By Rick Winterson

In our last issue (June 29, page one), South Boston Online suggested that you stay home – or at least nearby – to celebrate America’s most important Holiday. Well, we did just that, with only the minor exceptions of going to other areas near South Boston that are accessible by the Red Line. And do you know what? It worked!
The weather was particularly fine, despite the occasional threat of thunderstorms. There were art exhibitions and musical events all over the Boston area during the three-day weekend prior to the Fourth of July Holiday on Tuesday. Many of these were in the North End, so nothing else would do except to walk the Rose Kennedy Greenway, which had come back to life for the weekend. We ran into Adam O’Day there. A few years ago, he had his studio in The Distillery on Second Street; nowadays, he and his family live in Woburn, but Adam is still painting his (very) vibrant, award-winning urban landscapes.

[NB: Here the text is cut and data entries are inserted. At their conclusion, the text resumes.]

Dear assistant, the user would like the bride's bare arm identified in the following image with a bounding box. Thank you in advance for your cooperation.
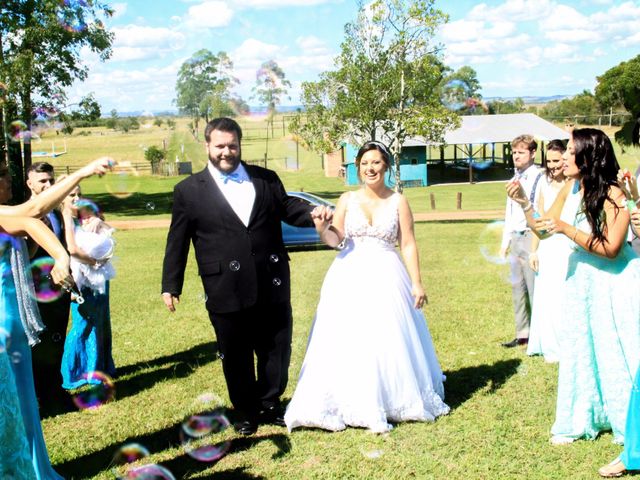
[398,196,427,308]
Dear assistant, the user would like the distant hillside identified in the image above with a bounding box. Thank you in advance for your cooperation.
[483,95,573,104]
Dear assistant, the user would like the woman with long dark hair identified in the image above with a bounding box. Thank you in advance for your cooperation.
[507,128,640,444]
[284,142,449,433]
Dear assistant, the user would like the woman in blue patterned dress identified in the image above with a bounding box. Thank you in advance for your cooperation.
[0,157,115,480]
[508,128,640,444]
[61,187,116,390]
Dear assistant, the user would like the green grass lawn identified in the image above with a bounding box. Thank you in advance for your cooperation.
[43,221,619,479]
[33,121,638,479]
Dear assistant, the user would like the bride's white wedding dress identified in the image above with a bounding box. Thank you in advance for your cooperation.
[285,193,449,432]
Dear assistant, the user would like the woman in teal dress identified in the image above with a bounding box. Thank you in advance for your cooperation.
[598,204,640,478]
[0,157,114,480]
[60,191,116,390]
[0,212,79,479]
[508,128,640,444]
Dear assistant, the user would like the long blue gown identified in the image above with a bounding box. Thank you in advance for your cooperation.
[0,235,63,480]
[60,222,116,390]
[0,344,36,480]
[61,282,116,390]
[620,368,640,470]
[551,182,640,443]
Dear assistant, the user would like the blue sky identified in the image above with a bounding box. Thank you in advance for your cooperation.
[69,0,640,113]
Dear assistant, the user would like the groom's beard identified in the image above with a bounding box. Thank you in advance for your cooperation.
[209,151,242,173]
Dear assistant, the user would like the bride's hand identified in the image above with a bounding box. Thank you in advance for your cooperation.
[411,285,429,308]
[311,206,333,232]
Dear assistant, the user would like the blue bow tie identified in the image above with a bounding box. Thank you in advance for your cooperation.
[220,172,244,184]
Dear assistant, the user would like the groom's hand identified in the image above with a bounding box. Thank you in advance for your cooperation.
[162,292,180,312]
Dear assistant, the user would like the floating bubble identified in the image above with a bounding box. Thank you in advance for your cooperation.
[31,257,64,303]
[479,220,507,265]
[122,463,176,480]
[74,198,100,220]
[0,327,11,353]
[8,120,30,142]
[362,450,384,459]
[180,393,231,462]
[0,82,9,106]
[57,0,87,33]
[104,162,140,199]
[440,80,467,111]
[111,443,150,465]
[72,372,115,410]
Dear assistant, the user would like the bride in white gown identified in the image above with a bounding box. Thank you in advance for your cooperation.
[285,142,449,432]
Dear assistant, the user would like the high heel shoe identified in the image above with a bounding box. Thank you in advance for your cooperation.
[598,457,627,478]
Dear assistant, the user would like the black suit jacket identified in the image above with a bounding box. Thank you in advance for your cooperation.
[162,164,313,313]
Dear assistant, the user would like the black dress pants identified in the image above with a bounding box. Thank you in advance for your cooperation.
[209,302,292,418]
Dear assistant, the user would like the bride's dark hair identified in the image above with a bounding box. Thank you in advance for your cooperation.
[571,128,620,248]
[356,140,391,169]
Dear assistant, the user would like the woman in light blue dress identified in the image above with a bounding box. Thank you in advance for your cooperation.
[508,128,640,444]
[0,344,36,480]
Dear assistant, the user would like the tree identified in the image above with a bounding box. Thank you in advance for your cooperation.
[291,0,459,189]
[487,97,525,115]
[144,145,165,173]
[104,108,118,130]
[175,49,237,130]
[252,60,291,144]
[595,55,640,146]
[77,92,102,122]
[0,0,113,202]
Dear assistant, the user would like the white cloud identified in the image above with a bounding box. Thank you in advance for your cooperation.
[111,3,127,19]
[467,0,554,22]
[185,0,233,28]
[111,25,186,62]
[232,0,331,8]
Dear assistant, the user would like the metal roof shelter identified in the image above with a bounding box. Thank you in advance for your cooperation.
[444,113,569,145]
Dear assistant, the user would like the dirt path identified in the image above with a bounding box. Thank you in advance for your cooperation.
[109,210,504,230]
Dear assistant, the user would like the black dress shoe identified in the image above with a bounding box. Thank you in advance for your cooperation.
[502,338,529,348]
[233,420,258,435]
[260,406,287,427]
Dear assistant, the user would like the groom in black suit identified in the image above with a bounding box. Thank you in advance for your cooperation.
[162,118,331,435]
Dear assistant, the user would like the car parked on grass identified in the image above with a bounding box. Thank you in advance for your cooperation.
[282,192,335,248]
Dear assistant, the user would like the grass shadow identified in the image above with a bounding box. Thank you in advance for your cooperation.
[445,359,522,410]
[116,342,218,400]
[54,423,291,480]
[87,191,173,218]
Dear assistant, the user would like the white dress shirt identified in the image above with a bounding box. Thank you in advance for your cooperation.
[501,164,541,250]
[207,162,256,226]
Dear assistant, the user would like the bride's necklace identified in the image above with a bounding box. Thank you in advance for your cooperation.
[358,190,391,226]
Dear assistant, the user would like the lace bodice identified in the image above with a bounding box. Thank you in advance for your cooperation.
[345,193,400,248]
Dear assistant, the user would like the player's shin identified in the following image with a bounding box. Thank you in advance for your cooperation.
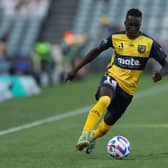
[92,120,112,139]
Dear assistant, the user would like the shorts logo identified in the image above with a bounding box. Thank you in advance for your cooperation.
[138,45,146,54]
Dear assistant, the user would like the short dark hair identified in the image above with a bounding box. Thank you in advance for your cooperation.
[126,8,142,18]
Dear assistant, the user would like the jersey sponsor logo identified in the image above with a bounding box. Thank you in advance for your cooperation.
[114,55,147,70]
[103,76,117,88]
[138,45,146,54]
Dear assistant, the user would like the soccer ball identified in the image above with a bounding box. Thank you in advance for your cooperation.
[107,136,131,159]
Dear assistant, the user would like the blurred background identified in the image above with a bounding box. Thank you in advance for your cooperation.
[0,0,168,100]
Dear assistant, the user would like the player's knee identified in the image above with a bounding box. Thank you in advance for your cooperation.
[99,96,111,108]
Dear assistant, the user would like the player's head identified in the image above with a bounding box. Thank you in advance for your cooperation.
[125,8,142,39]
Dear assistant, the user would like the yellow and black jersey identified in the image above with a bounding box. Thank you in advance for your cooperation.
[100,32,166,95]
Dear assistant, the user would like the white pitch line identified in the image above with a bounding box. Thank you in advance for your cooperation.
[0,84,168,136]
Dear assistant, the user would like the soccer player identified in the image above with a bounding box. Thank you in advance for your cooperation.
[66,8,168,153]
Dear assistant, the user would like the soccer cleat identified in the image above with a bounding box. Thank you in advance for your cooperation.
[85,130,96,154]
[76,132,90,151]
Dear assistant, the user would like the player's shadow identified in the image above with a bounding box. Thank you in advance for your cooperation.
[126,152,168,160]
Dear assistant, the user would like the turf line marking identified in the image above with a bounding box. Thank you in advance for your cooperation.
[0,84,168,136]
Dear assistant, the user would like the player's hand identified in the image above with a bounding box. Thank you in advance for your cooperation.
[65,70,77,82]
[152,72,162,82]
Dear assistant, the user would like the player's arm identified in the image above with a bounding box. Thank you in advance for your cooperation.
[151,41,168,82]
[65,36,112,81]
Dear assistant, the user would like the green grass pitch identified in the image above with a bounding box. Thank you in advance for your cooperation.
[0,75,168,168]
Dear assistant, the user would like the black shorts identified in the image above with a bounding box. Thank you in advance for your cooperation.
[95,76,133,124]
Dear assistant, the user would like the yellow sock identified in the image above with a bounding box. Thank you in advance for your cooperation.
[93,120,112,139]
[83,96,111,132]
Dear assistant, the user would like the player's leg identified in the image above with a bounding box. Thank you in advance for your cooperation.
[76,87,112,151]
[86,88,132,154]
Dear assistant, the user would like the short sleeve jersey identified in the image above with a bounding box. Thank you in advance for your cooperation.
[100,32,166,95]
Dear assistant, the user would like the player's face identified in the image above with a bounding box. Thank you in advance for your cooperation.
[125,16,141,39]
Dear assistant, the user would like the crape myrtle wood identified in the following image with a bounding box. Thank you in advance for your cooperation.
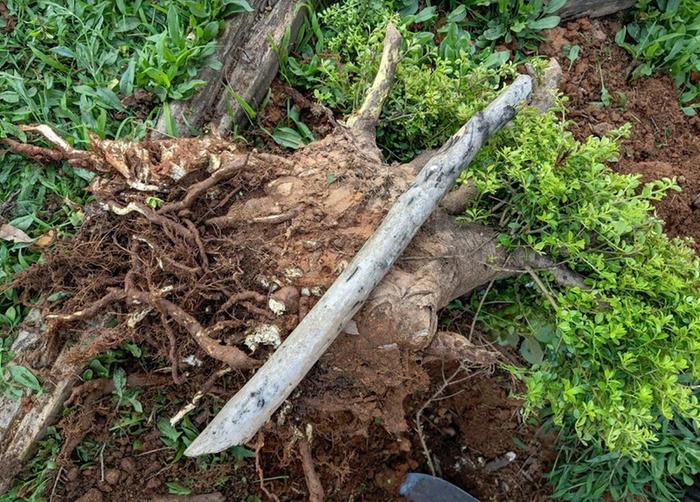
[185,26,532,456]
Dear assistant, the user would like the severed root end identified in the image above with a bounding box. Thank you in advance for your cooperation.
[0,124,238,191]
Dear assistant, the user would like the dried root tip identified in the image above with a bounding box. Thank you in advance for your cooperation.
[127,290,259,369]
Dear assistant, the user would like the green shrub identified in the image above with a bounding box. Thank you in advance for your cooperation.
[282,0,515,160]
[549,419,700,502]
[462,104,700,500]
[615,0,700,115]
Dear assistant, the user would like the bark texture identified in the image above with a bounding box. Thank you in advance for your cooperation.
[153,0,304,138]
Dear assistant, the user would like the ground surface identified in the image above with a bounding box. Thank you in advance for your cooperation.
[541,16,700,250]
[6,11,700,502]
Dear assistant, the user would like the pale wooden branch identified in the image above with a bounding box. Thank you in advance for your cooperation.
[185,75,532,456]
[347,23,401,136]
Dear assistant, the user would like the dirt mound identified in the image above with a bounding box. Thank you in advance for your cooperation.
[540,17,700,251]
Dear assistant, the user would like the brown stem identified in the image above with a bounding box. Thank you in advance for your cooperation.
[159,154,250,214]
[127,290,259,369]
[299,439,325,502]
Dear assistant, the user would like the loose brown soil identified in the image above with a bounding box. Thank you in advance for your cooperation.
[6,12,700,502]
[541,16,700,251]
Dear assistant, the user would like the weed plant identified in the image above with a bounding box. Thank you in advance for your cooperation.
[282,0,700,500]
[615,0,700,115]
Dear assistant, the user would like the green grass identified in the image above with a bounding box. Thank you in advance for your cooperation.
[615,0,700,115]
[0,0,250,492]
[0,0,250,364]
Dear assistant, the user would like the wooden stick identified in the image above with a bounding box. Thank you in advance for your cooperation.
[347,23,401,136]
[185,75,532,457]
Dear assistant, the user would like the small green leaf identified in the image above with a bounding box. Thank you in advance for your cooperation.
[527,16,561,31]
[542,0,566,14]
[520,337,544,364]
[9,364,42,394]
[119,59,136,96]
[272,127,304,150]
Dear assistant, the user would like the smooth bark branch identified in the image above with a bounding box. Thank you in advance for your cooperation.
[347,23,401,136]
[185,75,532,456]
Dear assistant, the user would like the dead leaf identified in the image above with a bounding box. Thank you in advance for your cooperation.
[0,223,34,244]
[34,228,56,248]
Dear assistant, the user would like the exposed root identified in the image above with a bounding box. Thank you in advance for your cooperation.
[299,439,326,502]
[127,290,259,369]
[170,366,232,425]
[160,154,250,214]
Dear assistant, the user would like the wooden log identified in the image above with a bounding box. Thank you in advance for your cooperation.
[153,0,304,138]
[185,75,532,456]
[557,0,635,21]
[0,309,84,493]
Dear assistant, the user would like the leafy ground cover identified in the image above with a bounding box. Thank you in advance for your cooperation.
[615,0,700,115]
[0,0,700,500]
[0,0,250,392]
[282,0,700,500]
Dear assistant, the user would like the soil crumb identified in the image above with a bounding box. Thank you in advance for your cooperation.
[540,15,700,252]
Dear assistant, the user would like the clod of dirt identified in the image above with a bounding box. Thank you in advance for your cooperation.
[540,17,700,251]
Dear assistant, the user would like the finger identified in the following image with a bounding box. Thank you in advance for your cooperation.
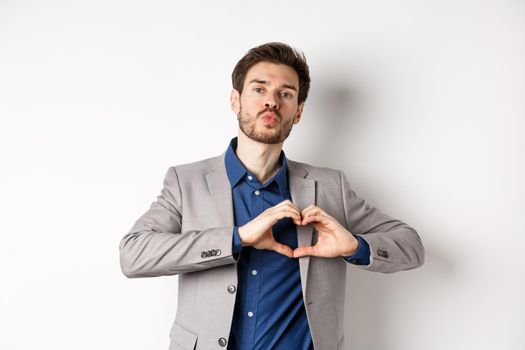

The North End is really the “Old Boston” of Revolutionary War lore. It was the residence of young Paul Revere, John Hancock, and Ben Franklin, who served there as apprentices (read “slaves”), when they were growing up. No wonder they desired independence so strongly. There were crowds, including a group of friends who had traveled here from Houston. They were highly impressed with the history in Boston, as well as the courtesy they were shown by everyone. And between the North End and Faneuil Hall, there were music and dancing everywhere – break dancers, Dixieland, and so on.
On Sunday, in Cambridge near Harvard Square (yes, the Red Line goes that far!), Club Passim at 47 Palmer Court presented a musical event they called “The Boston Celtic Music Festival”. Youth music combined with step dancing, fiddling, and even a ceilidh – check that Gaelic spelling – all day long. And midway through the Festival, a drone showed up, circling overhead for an hour or more.
On Monday, South Boston Online took its own advice. It was a stay-at-home-day that centered around the Harborwalk. It’s impossible to describe in words how lucky we are in South Boston. We have miles and miles of 100% clean, pristine beaches, bordered by a Harborwalk stretching around Castle Island, over to the Kennedy/UMass Boston complex at the end of Columbia Point. From “Connect Up City” on M Street Beach to the volleyball nets on Carson Beach, young people at play were everywhere. And there’s a newly opened Molly Moo’s operating the concessions in the McCormack Pavilion. Try their double cheeseburger
On the morning of the Fourth itself, we ventured to Boston (still via the Red Line) to listen to the annual reading of the Declaration of Independence. Mayor Marty Walsh opened the observances at City Hall. Dana Whiteside sang the National Anthem. The Parade proceeded to the Old Granary Burial Ground to lay wreaths at the burial spots of John Hancock, Peter Faneuil, Samuel Adams, and Robert Treat Paine. The Declaration then was solemnly read from the Old State House Balcony by Captain Commander Dennis Obrien of the Ancient and Honorable Artillery Company, America’s oldest military unit (founded by Gov. Winthrop in 1638). This is an impressive event, which is now 241 years old. The first such reading took place on July 18, 1776, when the final draft of the Declaration of Independence first arrived in Boston by horseback from Philadelphia.
The afternoon of the Fourth was spent on Castle Island, amid the scent of South Boston’s neighborhood tree, the unique lindens (a.k.a. basswood) that bloom in early July – bewitching! Barbecues were everywhere. The Queen Mary 2 paid us a visit, docking at the Black Falcon Terminal in the Raymond Flynn CruisePort, especially so her passengers could experience the Fourth right here in “The Cradle of Liberty”, including attendance at the Pops Concert on the Esplanade. We viewed that, along with other fireworks displays, from Dorchester Heights along with hundreds of other smart South Bostonians. Illegal fireworks on the nearby projects punctuated the evening air, but a CD player featuring Ray Charles’ songs of America – in his classic singing style – caught everyone’s ear. At the end, we were even more thankful for America, the Fourth, and the ability to celebrate it in a quiet but thoroughly enjoyable way.